Out of interest, where are you getting 4 ports from? The 3140 has 2 ports onboard (don't confuse the e0M and console ports!!!), and most PCI cards are 4 port cards. So surely you would have either 2 or 6 ports?
Be careful with sizing. The documentation is pretty good on vscan and the sizing of it. As a rough rule of thumb, each vscan server can deal with around 80-120 requests per second. If you're not sure what this works out as, last few customers I had run this had around 5000 users and were getting about 400 requests per second (filer hosting home dirs, user profiles and group shares).
Works well with Trend, Symantec, McAfee, etc Basically just a server that deals with requests, and pretty uneventful. The thing to watch out for is the sizing and whatever default rules you put on. If you put on a default rule of delete on failure, and your AV servers can't deal with the requests quick enough, then innocent files may get deleted.

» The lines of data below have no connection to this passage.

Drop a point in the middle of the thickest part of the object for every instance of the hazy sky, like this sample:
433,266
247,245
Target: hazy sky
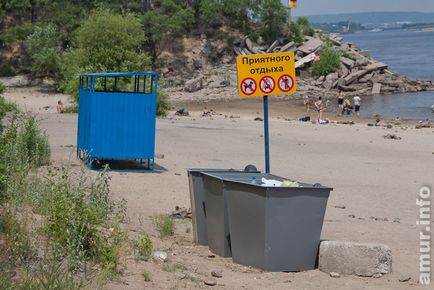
313,7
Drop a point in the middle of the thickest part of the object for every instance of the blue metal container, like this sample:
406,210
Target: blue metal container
116,116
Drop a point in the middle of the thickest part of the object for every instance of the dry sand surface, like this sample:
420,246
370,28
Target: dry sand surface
372,177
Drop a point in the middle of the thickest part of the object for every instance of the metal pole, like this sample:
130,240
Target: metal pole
266,137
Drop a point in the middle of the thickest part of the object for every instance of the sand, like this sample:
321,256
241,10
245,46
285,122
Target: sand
372,177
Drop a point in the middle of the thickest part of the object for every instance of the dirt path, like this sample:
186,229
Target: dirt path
372,177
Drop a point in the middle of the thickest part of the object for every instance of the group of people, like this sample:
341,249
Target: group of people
344,105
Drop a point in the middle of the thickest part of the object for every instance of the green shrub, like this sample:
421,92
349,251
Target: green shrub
106,42
144,247
44,52
33,142
146,276
165,225
15,33
7,70
6,106
329,60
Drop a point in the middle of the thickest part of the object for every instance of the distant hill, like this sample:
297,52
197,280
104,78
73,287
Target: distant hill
374,17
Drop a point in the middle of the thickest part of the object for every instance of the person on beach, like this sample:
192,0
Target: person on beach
340,97
347,108
59,107
357,102
306,104
319,107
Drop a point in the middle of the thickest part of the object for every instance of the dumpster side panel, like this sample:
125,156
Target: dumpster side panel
246,206
216,217
197,200
293,228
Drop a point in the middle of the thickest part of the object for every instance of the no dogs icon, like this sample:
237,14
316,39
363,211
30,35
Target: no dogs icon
286,83
248,86
267,85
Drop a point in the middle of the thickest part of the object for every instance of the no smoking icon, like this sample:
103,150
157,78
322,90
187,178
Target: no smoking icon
286,83
248,86
267,85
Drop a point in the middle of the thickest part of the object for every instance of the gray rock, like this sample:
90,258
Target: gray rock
210,282
217,273
334,275
349,63
194,85
355,258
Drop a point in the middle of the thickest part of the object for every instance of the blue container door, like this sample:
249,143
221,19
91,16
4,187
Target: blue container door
123,125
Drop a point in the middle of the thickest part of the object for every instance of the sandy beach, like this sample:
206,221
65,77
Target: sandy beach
376,179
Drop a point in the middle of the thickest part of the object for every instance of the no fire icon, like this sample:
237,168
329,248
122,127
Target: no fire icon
267,85
248,86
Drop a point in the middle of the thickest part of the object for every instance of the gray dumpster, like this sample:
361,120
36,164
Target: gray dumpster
197,199
275,228
216,209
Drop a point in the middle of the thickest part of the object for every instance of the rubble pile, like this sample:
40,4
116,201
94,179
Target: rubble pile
358,73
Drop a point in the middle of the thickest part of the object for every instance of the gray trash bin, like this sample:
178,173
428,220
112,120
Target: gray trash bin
197,199
274,228
219,239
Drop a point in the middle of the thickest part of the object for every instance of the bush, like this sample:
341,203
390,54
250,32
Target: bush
273,17
106,42
7,70
15,33
165,225
163,104
44,52
329,60
144,247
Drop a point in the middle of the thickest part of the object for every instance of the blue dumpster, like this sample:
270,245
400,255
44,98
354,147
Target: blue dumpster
116,116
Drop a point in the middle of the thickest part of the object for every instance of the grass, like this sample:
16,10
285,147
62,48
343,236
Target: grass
174,268
165,225
58,229
143,246
146,276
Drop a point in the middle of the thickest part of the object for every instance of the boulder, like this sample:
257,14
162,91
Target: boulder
287,47
349,63
194,85
376,89
358,259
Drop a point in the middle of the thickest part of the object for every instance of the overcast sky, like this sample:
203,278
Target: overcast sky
314,7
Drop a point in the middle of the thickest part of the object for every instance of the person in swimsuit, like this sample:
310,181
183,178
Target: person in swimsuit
340,97
306,104
319,107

The filer uses something called vscan. Here's a sample output:
Virus scanning is enabled.
Virus scanners(IP and Name) P/S Connect time (dd:hh:mm) Reqs Fails ---------------------------------------------------------------------------- 184.108.40.206 \\SNOOPY Pri 01:09:10 25505 0
List of extensions to scan: ??_,ARJ,ASP,BAT,BIN,CAB,CDR,CL?,COM,CSC,DL?,DOC,DOT,DRV,EML,EXE,GMS,GZ?,HLP,HT?,IM?,INI,JS?,LZH,MD?,MPP,MPT,MSG,MSO,OCX,OFT,OLE,OV?,PIF,POT,PP?,RAR,RTF,SCR,SHS,SMM,SWF,SYS,VBS,VS?,VXD,WBK,WPD,XL?,XML
List of extensions not to scan: Extensions-not-to-scan list is empty.
Number of files scanned: 4733823 Number of scan failures: 6822 cabo>
Basically your choices are limited to whatever partners Netapp uses with this option. The big two are Trend and Symantec. I've run Trend in my shop for years, frankly it's not very exciting. Namely because all your virus intrusions detection happens at the edge in the form of firewalls, email scanners, desktop software, etc. The way vscan works is like a proxy server...you make a file request read or write and the vscan sends the request off to the virus scanner server for a quick scan before serving the data. Yes this adds latency so make sure you scanner is set up for GB and that you set your conditions not to scan huge files.
Other than that it's really not rocket science. I think of it as insurance for that rainy day when that consultant comes in with a laptop from hell and proceeds to infect the hand that feeds him. Of course he was payed in advance...but that's a story for another day.